The fastback body registers a drag coefficient of just 0.198 despite 21-inch forged “Aero Wheels” that integrate a world-first: five electrically actuated blades per wheel that close flush at cruising speeds to cut drag and open on demand for brake cooling. Up front, a two-stage AIRPANEL system balances cooling and airflow, while a new Venturi-shaped underbody and a deployable rear airbrake provide high-speed stability. Even the paint is functional: electroluminescent segments along the rocker panels glow for nighttime visual drama and pulse during charging to show state of charge.
A cockpit that merges motorsport minimalism with biotech materials

Swinging up into the 2+2 cabin reveals exposed aluminum extrusions, carbon-fiber shells and orange-glowing coolant lines that trace the center tunnel.
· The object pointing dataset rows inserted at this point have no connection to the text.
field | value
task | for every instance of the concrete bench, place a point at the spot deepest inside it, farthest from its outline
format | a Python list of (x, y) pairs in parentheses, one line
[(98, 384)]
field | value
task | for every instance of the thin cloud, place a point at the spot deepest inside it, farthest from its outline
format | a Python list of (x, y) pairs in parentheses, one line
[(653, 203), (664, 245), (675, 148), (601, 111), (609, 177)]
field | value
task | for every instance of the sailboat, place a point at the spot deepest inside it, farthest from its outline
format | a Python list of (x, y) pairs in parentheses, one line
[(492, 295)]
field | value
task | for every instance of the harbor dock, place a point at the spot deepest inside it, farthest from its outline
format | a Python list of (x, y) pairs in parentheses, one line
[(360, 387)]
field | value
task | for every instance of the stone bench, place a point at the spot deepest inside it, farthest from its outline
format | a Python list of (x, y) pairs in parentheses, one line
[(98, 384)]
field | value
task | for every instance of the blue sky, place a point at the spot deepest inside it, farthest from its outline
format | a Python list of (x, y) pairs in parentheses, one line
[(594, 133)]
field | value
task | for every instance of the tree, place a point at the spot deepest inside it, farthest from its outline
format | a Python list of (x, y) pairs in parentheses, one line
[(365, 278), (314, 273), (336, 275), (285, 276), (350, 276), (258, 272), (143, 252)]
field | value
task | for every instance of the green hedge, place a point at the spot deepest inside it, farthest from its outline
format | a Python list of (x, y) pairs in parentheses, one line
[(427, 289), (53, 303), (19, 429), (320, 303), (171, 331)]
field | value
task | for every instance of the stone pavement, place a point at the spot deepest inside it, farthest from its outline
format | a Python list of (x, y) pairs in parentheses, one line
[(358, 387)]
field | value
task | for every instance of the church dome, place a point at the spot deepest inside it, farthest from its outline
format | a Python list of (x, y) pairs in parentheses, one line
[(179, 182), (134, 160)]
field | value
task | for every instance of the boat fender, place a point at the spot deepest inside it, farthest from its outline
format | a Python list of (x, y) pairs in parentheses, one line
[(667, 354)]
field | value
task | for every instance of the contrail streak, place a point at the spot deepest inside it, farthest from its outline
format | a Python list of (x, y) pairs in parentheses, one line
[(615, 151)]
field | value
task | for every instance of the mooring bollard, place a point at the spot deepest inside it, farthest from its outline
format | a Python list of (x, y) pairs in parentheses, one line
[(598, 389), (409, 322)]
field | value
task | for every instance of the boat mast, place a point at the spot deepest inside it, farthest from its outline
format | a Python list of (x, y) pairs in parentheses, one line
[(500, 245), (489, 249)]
Deep bucket seats use 3-D-printed, body-scanned pads and six-point harnesses; seat faces, door pulls and dash appliqués are wrapped in LabFiber biotech leather, created from recycled AMG GT3 racing tires, plus a bio-based silk substitute for contrast accents. Twin glass displays—a 10.25-inch cluster and a 14-inch MBUX touchscreen—run the new MB.OS software stack, while a steering-column light bar of eight LEDs flashes charge status and motor output. At the rear, an MBUX “Fluid Light Panel” of 700 RGB LEDs can display animations, logos or charge info to following traffic.
What makes it to production

Mercedes-AMG confirms that axial-flux motors, the high-performance battery concept, 800-V/1,000-A charging hardware, the active Aero Wheels and much of the software and interior interface will debut on a road-going AMG four-door EV in 2026. The Berlin factory is already tooling up to produce the compact motors using more than 100 new processes, 35 of which are world firsts. AMG is also working with charging-station partner Alpitronic on next-generation 1,000-A CCS hardware to exploit the car’s full charge potential. While final power figures and performance targets remain under wraps, AMG executives say the production car will deliver “a new dimension of repeatable performance”—and do it on renewable, recyclable materials that push the company’s sustainability goals as aggressively as its lap times.